Explore LLM word representations using similarity analysis

Tivadar Danka peels back the curtain on the black box of artificial intelligence, revealing that the internal mechanics of language models are far more structured than their chaotic outputs suggest. While most observers marvel at what these systems say, Danka focuses on how they think, using a technique called Representational Similarity Analysis to prove that distinct mathematical pathways within a neural network converge on the same semantic truths. This is not just a tutorial on code; it is a rigorous demonstration that even when individual components appear uncorrelated, the collective architecture learns elegant, meaningful representations of the world.

The Architecture of Attention

Danka begins by dissecting the core mechanism of the transformer block: the attention algorithm. He explains that for every token processed, the model generates three distinct sets of activations—Query (Q), Keys (K), and Values (V). "The idea is this: For each pair of tokens, the dot product between their corresponding Q and K vectors creates a scalar weighting value, with higher dot products indicating that more importance (attention) should be paid to that pair," Danka writes. This weighting then dictates how much information from the V vectors is integrated into the final prediction.

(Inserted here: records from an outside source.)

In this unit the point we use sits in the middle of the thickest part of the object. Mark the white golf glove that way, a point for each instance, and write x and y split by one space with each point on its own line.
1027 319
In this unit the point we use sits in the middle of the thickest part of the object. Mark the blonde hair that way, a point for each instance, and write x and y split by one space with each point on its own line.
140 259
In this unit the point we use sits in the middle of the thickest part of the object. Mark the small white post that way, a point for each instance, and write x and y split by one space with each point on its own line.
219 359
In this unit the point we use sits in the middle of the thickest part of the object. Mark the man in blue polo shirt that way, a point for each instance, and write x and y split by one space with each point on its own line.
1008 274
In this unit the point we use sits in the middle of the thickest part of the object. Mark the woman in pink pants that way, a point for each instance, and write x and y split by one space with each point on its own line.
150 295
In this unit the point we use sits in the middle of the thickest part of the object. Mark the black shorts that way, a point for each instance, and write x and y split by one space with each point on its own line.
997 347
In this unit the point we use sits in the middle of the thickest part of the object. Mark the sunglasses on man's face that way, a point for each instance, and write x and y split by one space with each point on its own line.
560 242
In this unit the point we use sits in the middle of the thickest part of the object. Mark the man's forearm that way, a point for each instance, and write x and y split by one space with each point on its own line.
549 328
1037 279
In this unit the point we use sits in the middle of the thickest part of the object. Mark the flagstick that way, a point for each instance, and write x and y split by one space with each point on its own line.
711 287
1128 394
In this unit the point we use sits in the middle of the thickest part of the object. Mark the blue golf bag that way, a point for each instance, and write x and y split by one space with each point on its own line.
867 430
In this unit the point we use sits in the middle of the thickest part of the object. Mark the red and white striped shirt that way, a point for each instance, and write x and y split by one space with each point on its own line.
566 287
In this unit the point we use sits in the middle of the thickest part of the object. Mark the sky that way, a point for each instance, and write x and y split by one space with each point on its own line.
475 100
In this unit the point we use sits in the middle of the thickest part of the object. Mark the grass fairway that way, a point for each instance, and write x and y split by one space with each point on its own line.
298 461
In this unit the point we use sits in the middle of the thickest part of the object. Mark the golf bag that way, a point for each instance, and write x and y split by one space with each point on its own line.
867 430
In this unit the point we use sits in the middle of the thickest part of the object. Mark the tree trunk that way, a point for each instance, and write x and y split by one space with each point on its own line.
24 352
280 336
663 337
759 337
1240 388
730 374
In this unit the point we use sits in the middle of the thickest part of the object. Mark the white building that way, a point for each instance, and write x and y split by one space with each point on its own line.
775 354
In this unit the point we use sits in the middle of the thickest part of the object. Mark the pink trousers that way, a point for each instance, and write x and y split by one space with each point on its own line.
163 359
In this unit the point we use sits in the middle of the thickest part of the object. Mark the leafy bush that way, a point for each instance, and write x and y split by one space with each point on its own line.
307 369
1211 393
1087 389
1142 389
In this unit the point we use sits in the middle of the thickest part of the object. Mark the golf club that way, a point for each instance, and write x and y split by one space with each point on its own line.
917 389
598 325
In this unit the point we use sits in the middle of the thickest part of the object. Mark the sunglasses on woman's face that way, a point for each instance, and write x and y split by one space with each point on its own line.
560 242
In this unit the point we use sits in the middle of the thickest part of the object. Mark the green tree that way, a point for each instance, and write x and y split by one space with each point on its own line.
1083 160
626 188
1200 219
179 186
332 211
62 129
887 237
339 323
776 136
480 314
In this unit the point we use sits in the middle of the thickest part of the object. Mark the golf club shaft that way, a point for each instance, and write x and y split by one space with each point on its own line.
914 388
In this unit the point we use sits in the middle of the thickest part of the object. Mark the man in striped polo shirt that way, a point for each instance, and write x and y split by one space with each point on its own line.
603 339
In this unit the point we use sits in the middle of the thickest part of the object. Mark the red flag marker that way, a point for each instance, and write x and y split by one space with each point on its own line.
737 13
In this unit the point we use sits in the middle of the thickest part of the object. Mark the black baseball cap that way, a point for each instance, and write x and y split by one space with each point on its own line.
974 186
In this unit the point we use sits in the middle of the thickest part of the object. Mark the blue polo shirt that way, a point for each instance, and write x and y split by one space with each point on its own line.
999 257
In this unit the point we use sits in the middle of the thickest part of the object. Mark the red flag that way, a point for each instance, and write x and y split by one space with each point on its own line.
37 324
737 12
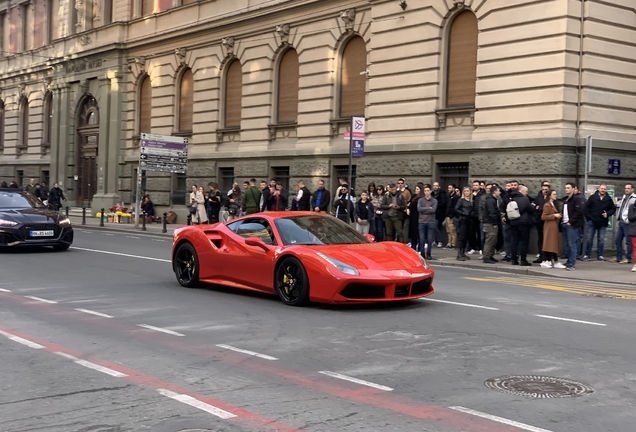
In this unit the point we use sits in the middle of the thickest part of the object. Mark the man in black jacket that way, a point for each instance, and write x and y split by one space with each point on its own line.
321 198
520 227
598 208
440 214
491 224
571 224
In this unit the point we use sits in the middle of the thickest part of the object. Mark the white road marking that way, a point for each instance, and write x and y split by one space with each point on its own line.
189 400
121 254
255 354
356 380
572 320
460 304
149 327
499 419
93 313
41 299
20 340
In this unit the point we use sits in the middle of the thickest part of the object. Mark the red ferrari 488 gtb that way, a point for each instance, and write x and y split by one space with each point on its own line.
302 257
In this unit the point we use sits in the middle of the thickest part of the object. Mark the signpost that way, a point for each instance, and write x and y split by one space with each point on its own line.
160 153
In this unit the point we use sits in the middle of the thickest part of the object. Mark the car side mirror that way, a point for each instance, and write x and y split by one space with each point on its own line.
255 241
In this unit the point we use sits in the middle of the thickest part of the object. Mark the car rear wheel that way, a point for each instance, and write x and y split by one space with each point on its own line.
186 266
292 283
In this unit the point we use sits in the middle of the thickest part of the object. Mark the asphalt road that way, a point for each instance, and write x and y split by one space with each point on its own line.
102 338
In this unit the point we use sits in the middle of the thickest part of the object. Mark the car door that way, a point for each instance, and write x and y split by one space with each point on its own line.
253 266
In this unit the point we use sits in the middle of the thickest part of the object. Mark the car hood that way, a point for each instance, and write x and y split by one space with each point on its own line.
373 256
31 215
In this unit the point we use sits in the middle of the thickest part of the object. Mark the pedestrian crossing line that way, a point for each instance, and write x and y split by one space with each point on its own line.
573 288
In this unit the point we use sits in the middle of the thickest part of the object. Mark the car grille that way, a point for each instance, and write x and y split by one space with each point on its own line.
421 287
363 291
25 230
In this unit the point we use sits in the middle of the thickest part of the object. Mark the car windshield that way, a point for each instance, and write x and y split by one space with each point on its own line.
16 201
317 230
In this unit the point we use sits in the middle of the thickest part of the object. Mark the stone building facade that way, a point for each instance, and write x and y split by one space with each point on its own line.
452 90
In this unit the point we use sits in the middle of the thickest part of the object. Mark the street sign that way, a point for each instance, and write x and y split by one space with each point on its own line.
163 153
614 167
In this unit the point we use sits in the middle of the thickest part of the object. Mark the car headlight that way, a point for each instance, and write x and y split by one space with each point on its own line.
345 268
424 263
4 222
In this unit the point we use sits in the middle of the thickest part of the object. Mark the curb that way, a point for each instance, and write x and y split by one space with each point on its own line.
523 271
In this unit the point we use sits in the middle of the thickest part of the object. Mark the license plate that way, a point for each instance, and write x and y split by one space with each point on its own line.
48 233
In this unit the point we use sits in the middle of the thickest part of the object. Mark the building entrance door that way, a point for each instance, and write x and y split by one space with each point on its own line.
88 142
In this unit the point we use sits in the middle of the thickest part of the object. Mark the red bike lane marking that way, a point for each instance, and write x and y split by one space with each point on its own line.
443 416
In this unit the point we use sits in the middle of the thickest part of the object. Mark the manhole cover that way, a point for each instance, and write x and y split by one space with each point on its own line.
538 386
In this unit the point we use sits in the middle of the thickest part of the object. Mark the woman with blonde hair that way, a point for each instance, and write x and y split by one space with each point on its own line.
464 214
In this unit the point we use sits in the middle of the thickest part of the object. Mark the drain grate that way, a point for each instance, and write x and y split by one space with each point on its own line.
541 387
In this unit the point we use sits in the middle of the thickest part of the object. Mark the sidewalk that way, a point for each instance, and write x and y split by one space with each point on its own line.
590 271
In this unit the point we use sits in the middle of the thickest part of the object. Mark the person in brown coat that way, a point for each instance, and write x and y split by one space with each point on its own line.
551 218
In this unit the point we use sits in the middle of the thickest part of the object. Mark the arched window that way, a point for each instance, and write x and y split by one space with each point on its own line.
353 81
288 87
145 105
462 61
186 102
47 117
233 94
24 124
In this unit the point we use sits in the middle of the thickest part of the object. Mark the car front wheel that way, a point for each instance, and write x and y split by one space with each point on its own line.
292 283
186 266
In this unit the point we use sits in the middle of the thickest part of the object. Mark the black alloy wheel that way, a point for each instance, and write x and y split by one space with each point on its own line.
292 283
186 266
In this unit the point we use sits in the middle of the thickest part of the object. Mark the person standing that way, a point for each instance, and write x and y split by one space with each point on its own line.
321 198
598 209
363 213
623 225
463 219
303 198
427 223
491 217
56 196
393 205
451 229
551 217
571 224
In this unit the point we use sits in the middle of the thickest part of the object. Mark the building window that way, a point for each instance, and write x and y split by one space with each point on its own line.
47 120
353 79
281 174
462 61
233 95
145 105
186 102
23 141
288 86
227 179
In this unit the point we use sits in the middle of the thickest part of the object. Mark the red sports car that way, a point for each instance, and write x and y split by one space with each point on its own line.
302 257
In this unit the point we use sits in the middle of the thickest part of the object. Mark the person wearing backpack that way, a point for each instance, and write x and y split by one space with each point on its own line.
519 213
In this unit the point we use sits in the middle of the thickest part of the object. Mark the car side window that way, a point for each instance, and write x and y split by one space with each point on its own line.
257 228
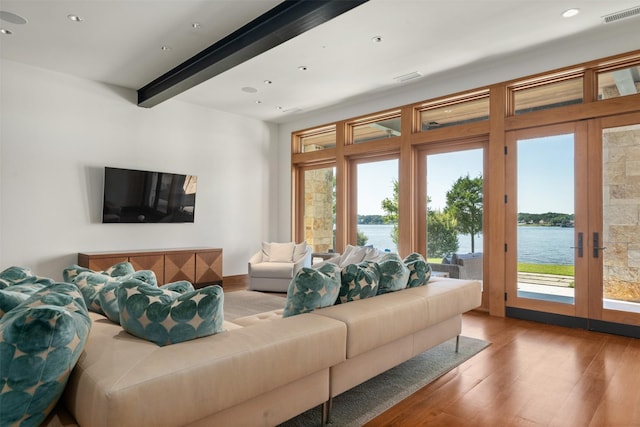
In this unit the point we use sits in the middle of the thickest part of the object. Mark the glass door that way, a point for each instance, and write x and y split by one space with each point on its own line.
615 225
546 222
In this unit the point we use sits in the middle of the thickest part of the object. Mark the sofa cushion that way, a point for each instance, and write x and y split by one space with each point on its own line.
393 274
277 252
419 270
312 288
359 281
109 299
40 342
167 317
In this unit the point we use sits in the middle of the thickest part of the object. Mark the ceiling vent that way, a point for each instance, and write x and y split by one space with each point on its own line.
623 14
407 77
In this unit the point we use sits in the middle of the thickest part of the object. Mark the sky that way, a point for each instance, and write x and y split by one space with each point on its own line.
545 176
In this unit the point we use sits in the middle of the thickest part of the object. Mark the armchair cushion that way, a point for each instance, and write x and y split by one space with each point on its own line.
277 252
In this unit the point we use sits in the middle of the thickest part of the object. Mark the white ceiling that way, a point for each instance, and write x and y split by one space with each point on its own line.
119 42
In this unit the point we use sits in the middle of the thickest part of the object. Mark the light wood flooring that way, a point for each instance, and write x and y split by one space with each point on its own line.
532 375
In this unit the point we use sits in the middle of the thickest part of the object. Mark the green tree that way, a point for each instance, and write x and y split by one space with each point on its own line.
464 204
361 238
442 237
390 207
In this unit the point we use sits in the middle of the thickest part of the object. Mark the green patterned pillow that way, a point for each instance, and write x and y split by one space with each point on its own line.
109 300
419 270
13 275
359 281
40 343
312 288
91 283
167 317
20 288
393 274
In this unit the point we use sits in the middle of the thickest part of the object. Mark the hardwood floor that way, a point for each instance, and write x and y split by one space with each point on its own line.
531 375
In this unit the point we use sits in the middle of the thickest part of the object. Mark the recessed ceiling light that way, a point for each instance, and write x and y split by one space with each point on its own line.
12 17
570 13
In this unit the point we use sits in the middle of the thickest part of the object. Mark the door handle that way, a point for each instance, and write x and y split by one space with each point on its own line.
579 247
596 245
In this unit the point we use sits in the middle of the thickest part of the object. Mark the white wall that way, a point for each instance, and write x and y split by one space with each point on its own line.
57 134
607 40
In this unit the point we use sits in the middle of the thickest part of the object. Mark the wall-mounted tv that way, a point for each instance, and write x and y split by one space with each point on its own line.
136 196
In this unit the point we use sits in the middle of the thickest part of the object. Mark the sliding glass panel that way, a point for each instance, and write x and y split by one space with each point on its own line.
455 213
545 206
378 204
621 218
320 209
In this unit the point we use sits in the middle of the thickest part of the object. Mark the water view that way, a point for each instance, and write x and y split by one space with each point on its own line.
536 245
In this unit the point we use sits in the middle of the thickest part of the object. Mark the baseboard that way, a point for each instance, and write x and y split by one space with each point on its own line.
574 322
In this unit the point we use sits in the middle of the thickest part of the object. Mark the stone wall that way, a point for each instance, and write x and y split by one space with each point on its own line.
621 212
318 209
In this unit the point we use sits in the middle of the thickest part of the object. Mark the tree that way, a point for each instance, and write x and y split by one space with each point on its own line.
442 237
390 207
464 204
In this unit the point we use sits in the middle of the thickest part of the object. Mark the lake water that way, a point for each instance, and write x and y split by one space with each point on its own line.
537 245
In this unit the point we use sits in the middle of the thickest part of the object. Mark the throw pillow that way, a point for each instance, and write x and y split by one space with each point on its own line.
393 274
13 275
359 281
167 317
91 283
40 343
312 288
109 299
419 270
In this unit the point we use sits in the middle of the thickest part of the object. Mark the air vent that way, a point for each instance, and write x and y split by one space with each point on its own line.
623 14
407 77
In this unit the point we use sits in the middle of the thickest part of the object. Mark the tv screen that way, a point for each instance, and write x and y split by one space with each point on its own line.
135 196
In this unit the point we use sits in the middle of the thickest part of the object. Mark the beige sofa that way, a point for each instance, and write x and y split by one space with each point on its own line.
265 369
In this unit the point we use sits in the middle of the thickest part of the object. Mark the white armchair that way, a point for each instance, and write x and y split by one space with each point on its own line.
272 268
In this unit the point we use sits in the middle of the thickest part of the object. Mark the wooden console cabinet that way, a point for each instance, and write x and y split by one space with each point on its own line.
200 266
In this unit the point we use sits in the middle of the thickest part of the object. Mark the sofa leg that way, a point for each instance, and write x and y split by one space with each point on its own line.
326 411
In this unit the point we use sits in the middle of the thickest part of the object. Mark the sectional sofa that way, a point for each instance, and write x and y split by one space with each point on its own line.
264 369
258 370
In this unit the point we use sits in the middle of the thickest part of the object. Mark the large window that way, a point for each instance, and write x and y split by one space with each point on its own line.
378 204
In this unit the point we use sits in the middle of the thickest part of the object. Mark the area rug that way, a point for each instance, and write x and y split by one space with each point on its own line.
245 303
363 403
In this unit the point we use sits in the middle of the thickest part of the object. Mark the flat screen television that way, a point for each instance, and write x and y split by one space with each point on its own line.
136 196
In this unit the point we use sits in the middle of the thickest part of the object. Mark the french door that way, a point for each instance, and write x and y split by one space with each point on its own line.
573 224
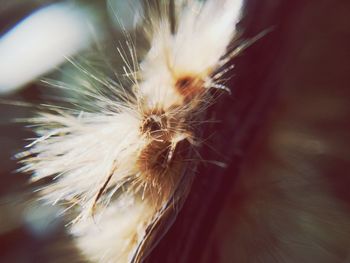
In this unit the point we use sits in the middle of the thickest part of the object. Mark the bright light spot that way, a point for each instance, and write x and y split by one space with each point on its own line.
41 42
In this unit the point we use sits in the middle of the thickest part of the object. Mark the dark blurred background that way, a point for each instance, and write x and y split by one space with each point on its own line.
284 133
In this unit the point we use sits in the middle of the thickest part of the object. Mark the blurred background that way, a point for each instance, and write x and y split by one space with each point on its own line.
284 132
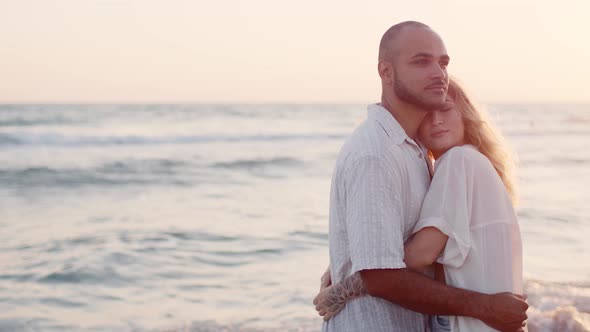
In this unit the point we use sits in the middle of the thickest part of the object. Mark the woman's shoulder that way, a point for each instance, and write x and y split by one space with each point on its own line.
465 154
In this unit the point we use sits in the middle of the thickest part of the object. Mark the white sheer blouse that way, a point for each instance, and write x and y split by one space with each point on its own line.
468 202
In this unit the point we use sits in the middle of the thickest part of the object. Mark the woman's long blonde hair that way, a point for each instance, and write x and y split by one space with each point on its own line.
480 133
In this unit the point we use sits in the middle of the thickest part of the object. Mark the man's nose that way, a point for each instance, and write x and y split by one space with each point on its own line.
439 72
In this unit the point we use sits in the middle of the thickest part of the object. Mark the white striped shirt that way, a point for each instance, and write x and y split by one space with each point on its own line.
379 182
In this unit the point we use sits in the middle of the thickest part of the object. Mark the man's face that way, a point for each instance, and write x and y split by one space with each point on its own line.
420 69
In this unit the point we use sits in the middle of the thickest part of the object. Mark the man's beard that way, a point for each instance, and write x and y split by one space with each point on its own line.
405 95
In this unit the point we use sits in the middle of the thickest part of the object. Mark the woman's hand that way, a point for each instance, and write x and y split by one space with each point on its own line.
327 303
326 279
332 298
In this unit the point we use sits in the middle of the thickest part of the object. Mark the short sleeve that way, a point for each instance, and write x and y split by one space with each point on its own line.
373 215
446 207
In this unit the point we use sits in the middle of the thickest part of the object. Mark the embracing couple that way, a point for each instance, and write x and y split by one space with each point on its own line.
415 247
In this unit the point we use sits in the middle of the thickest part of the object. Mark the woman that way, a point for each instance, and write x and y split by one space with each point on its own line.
467 222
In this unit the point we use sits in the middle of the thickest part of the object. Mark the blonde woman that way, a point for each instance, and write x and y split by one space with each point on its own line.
467 222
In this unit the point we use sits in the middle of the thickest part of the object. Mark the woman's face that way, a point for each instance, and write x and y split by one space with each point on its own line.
442 129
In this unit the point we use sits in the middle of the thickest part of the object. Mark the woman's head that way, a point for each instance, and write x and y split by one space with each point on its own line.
459 123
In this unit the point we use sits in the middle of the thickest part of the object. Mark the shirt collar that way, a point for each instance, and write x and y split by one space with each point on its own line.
393 129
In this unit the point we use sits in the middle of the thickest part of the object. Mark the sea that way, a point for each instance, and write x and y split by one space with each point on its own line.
214 217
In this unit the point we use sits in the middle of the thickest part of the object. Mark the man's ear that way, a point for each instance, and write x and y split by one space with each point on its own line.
385 69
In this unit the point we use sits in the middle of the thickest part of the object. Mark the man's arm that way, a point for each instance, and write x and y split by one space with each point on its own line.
503 311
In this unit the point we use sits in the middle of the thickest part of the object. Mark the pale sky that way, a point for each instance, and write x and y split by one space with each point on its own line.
518 51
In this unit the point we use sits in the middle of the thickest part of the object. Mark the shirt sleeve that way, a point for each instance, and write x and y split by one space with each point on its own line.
374 215
447 207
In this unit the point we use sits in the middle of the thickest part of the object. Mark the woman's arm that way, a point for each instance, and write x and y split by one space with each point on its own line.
424 248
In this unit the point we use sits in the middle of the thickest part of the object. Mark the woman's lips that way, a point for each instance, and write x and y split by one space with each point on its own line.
439 133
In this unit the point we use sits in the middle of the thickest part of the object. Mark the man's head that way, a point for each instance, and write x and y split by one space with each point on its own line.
412 65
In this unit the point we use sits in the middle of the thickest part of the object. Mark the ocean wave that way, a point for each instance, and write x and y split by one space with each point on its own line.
140 172
108 175
258 163
55 139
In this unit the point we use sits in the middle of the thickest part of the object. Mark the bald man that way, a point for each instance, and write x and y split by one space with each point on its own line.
379 182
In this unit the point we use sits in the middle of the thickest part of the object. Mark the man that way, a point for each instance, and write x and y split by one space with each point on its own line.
379 182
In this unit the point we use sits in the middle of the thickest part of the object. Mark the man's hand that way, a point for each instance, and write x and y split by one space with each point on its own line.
505 312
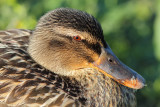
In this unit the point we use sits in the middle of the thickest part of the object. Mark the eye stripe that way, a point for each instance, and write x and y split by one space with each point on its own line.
95 47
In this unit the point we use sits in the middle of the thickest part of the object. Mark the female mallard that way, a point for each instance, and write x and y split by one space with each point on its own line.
65 61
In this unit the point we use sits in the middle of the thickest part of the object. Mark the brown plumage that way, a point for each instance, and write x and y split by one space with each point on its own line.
50 66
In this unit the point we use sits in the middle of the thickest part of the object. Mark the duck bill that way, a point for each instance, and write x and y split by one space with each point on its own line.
111 66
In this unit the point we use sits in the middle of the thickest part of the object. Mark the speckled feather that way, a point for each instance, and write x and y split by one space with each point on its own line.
24 83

Explore LLM word representations using similarity analysis

This framing is crucial because it shifts the reader's perspective from viewing the model as a static database to seeing it as a dynamic processor of context. Danka notes that these vectors are not merely storing data but are actively "rotated and scaled by each transformer layer," nudging the representation of a word based on everything that came before it. The author's decision to ignore the specific "attention heads" for this analysis is a strategic choice to isolate the fundamental mechanics, even though he admits that a per-head analysis could reveal even more granular details.

"These results show that although individual attention matrices have idiosyncratic internal calculations, they learn meaningful representations and words that allow them to interact in elegant and semantically meaningful ways."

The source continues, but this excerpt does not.